"Je ne peux pas perdre ce à quoi je me suis accrochée pendant si longtemps. Vous voyez ? (…) J'ai juste vraiment besoin que ce soit une histoire d'amour. Vous comprenez ? J'ai vraiment, vraiment besoin que ce soit cela. (…) Parce que si ce n'est pas une histoire d'amour, qu'est-ce que c'est ?"
Ces quelques phrases donnent à elles-seules la tonalité du roman.
Il est difficile de ne pas penser au livre le consentement même si je ne l'ai pas encore lu. L'un est un témoignage tandis que l'autre est un roman. Un roman, vraiment? L'autrice l'affirme pourtant.
Vanessa Rye est une jeune fille de 15 ans qui entretiendra une relation "amoureuse" avec son professeur de littérature, âgé quant à lui de 42 ans. Elle a 32 ans quand une onde de choc la percute de plein fouet, quand une autre jeune femme porte plainte contre ledit professeur pour abus sexuel. Vanessa n'y croit pas, ne veut pas y croire, ne peut pas y croire. Car si elle y croit, elle sera alors obligée de regarder la vérité toute nue et de remettre en question "sa" première histoire d'amour, tellement importante, car fondatrice, dans la vie de tout un chacun.
Glauque, cru, curieux, malaisant, malsain, tous ces qualificatifs peuvent convenir à ce roman. Et pourtant j'ai lu attentivement chacun de ses mots, relisant même certains passages plusieurs fois. Par goût de ce qui est sale, de ce qui est transgressif ? Pas du tout, simplement pour être sûre de ne rien oublier, que personne ne puisse dire qu'elle l'avait bien cherché, après tout. A ce sujet, et bien avant de lire ce roman, mon opinion est faite, je peux même dire qu'elle est ferme et définitive. Il n'y a pas de consentement éclairé chez le mineur, même quand celui-ci a quinze ans et est en capacité de réfléchir. Surtout quand l'adulte est une personne ayant un ascendant sur le ou la mineur/e en question, là il a un boulevard pour la/le manipuler. Car qui ne s'est jamais amouraché d'un de ses professeurs ? Ou sans parler de tomber amoureux, d'au moins chercher à lui plaire ? Je me rappelle mon professeur de français remplaçant de troisième. du haut de mes quinze ans, je le trouvais beau comme un dieu, et fabuleux. Nous étions plusieurs à minauder, sans qu'il ne se passe quoi que ce soit. Car il savait se tenir à sa place.

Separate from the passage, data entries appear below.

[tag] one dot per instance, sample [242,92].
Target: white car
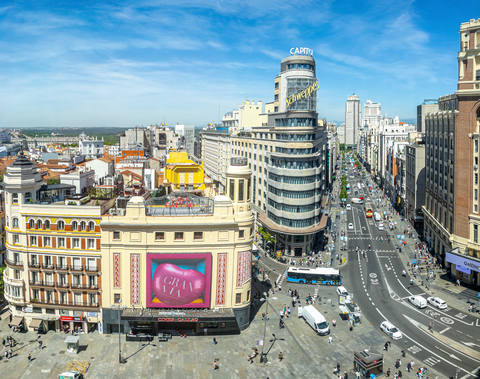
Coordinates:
[391,330]
[437,302]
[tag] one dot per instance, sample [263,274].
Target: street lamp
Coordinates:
[263,357]
[119,334]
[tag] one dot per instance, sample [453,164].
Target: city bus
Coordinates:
[318,275]
[368,210]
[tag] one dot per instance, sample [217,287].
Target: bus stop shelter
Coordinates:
[368,364]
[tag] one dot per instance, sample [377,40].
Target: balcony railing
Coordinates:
[84,287]
[11,262]
[41,283]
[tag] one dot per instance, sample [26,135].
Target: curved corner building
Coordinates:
[287,157]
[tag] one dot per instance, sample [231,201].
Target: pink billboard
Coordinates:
[179,280]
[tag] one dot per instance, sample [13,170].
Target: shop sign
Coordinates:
[301,51]
[178,319]
[302,94]
[70,318]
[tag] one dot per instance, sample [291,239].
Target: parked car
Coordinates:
[391,330]
[437,302]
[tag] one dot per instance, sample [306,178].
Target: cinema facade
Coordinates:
[180,262]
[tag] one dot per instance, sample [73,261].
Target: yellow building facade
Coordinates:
[180,261]
[183,173]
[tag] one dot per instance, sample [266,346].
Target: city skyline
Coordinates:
[118,64]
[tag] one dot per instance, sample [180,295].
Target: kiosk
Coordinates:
[73,343]
[369,364]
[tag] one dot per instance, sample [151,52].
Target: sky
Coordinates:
[127,63]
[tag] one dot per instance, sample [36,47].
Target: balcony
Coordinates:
[14,263]
[41,283]
[33,265]
[93,287]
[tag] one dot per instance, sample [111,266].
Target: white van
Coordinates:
[342,291]
[418,301]
[315,319]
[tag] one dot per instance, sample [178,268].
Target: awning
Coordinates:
[16,321]
[35,323]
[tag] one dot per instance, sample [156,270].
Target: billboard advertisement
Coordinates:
[179,280]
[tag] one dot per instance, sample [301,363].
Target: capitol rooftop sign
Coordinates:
[301,51]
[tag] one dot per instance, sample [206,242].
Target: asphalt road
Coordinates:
[382,294]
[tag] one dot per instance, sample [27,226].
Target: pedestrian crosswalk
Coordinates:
[431,361]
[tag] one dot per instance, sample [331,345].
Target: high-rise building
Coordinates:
[452,216]
[352,120]
[287,157]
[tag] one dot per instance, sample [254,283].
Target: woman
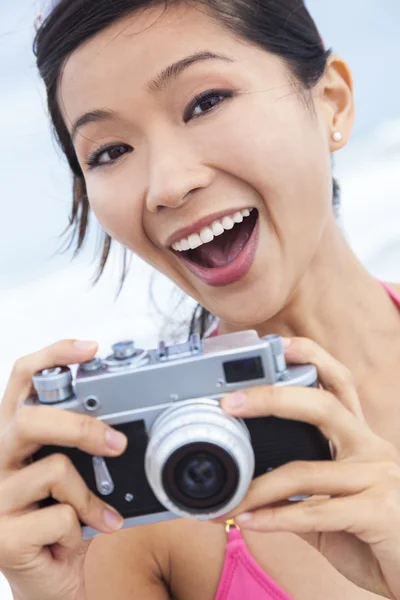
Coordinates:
[201,135]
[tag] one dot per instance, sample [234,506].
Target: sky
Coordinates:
[44,297]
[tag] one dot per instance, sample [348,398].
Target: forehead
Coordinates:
[130,52]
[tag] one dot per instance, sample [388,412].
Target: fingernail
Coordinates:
[244,518]
[235,400]
[112,519]
[85,345]
[115,439]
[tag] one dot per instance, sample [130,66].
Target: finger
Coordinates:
[311,478]
[56,477]
[359,515]
[333,375]
[309,405]
[61,353]
[23,537]
[36,426]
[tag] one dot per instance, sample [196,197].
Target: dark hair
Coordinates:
[282,27]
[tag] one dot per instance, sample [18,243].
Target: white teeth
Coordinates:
[217,228]
[184,245]
[228,223]
[194,241]
[237,217]
[207,234]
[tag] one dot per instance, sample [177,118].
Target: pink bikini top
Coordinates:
[242,578]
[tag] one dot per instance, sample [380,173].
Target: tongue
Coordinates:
[226,247]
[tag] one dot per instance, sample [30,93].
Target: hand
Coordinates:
[41,550]
[358,508]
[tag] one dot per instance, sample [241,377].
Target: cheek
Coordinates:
[118,214]
[287,160]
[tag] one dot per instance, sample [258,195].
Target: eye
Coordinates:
[206,102]
[107,155]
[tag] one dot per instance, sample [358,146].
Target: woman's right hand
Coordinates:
[41,550]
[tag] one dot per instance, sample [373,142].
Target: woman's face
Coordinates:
[177,158]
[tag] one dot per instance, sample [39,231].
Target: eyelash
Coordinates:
[92,161]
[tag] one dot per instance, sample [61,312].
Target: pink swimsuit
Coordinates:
[242,578]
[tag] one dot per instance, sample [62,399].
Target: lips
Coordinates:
[228,258]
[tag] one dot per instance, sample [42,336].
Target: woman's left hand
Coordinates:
[360,489]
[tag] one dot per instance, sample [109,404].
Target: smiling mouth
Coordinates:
[223,249]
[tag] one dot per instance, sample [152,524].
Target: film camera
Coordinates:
[186,457]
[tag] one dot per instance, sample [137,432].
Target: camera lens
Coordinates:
[200,476]
[199,460]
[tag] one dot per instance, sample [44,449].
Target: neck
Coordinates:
[343,308]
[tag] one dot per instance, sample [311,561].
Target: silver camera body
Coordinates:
[186,457]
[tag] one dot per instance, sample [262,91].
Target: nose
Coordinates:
[175,171]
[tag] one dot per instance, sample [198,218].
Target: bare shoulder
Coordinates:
[395,287]
[124,565]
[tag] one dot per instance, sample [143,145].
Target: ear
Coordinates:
[336,101]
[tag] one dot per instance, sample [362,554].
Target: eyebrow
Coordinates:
[155,86]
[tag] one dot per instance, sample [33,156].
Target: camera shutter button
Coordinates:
[53,385]
[124,350]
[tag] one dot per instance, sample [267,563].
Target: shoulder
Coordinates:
[394,286]
[125,565]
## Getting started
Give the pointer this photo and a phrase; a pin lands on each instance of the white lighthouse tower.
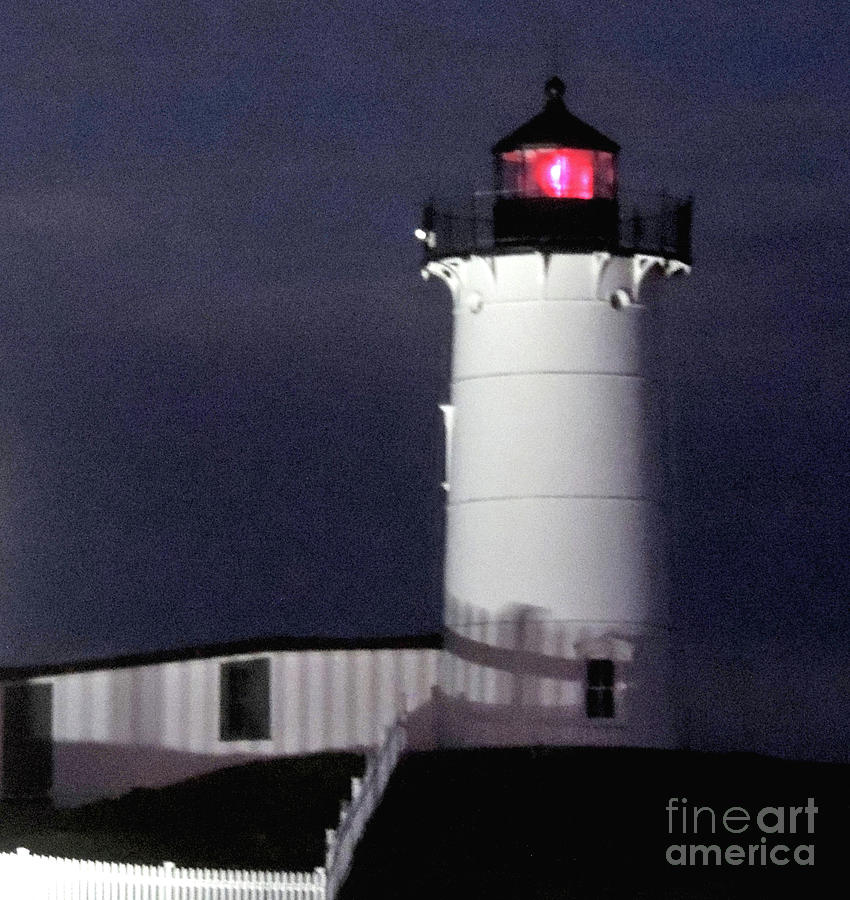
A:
(556, 593)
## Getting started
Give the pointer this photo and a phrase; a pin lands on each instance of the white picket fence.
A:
(26, 876)
(354, 816)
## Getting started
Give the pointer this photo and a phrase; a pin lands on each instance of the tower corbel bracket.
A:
(674, 266)
(641, 264)
(600, 259)
(445, 272)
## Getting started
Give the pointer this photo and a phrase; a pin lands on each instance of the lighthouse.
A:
(557, 619)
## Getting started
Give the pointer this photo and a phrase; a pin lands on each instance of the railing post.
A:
(168, 880)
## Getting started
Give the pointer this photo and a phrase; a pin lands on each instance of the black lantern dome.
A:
(556, 180)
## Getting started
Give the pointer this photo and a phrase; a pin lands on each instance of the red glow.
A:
(565, 173)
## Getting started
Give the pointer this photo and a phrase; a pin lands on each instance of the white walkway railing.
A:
(25, 876)
(366, 794)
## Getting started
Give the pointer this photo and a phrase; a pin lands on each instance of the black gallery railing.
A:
(654, 224)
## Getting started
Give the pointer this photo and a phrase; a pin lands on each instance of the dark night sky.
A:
(221, 368)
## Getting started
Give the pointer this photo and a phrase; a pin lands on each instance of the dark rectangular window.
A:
(600, 689)
(245, 700)
(27, 740)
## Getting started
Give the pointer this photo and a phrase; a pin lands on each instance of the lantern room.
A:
(556, 180)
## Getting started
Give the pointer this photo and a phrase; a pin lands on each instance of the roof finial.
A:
(555, 88)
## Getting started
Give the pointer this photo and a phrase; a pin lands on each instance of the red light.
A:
(565, 173)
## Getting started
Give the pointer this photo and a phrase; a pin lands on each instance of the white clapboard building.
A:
(556, 612)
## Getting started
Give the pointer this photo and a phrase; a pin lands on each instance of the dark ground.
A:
(265, 815)
(524, 823)
(582, 823)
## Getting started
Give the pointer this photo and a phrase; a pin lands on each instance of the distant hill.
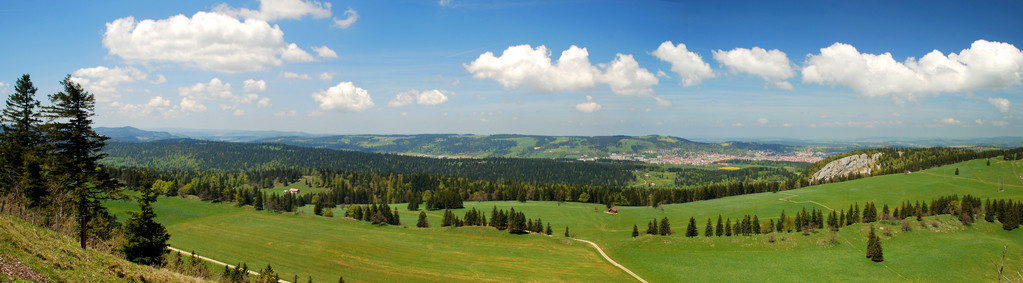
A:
(521, 145)
(130, 134)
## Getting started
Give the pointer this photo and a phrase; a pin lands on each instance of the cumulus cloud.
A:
(430, 97)
(271, 10)
(949, 121)
(1001, 103)
(690, 65)
(324, 52)
(191, 105)
(588, 106)
(264, 102)
(105, 83)
(326, 77)
(290, 75)
(217, 90)
(207, 40)
(625, 77)
(253, 85)
(532, 67)
(984, 65)
(771, 65)
(157, 105)
(350, 17)
(344, 97)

La grande force de ce roman, qui est aussi sa plus grande finesse, est qu'à aucun moment l'autrice ne laisse planer le doute sur ce qu'elle pense. Contrairement à sa narratrice, la sombre Vanessa, qui est elle toute en ambiguïté. Et c'est ce qui rend justement la narration de ce roman très puissante, ce qui fait qu'on tourne les pages pour continuer à tenter de comprendre le cheminement de cette toute jeune fille devenue une jeune femme fracassée, quoi qu'on en dise, quoi qu'on en pense, qu'elle-même le veuille ou pas. Car l'adolescente blessée, humiliée, à laquelle un adulte a menti pour mieux faire d'elle sa chose, ne pourra pas pousser, grandir, s'épanouir comme s'il ne lui était rien arrivé. Elle ne se reconnaît pas victime? Elle l'est pourtant. A rebours
Je salue particulièrement la plume de
Kate Elizabeth Russell, très réaliste, qui donne beaucoup de souffle à son histoire, qui peut se montrer très crue, mettre mal à l'aise son lecteur en le plaçant en voyeur, mais sans jamais être putassière. Un grand bravo aussi à la traductrice,
Caroline Bouet, qui a très bien su retransmettre l'ambiance de ce roman.
Enfin, je tenais à remercier bidule62 car c'est grâce à son billet que j'ai eu très envie de commencer ce roman qui dormait bien au chaud dans ma PAL.
En résumé, un livre dur et d'actualité, servi par une plume de talent. Un livre qui m'a mise en colère. Un livre, croyez-moi, que je ne suis pas prêt d'oublier de sitôt. Continuons à protéger nos enfants et adolescents.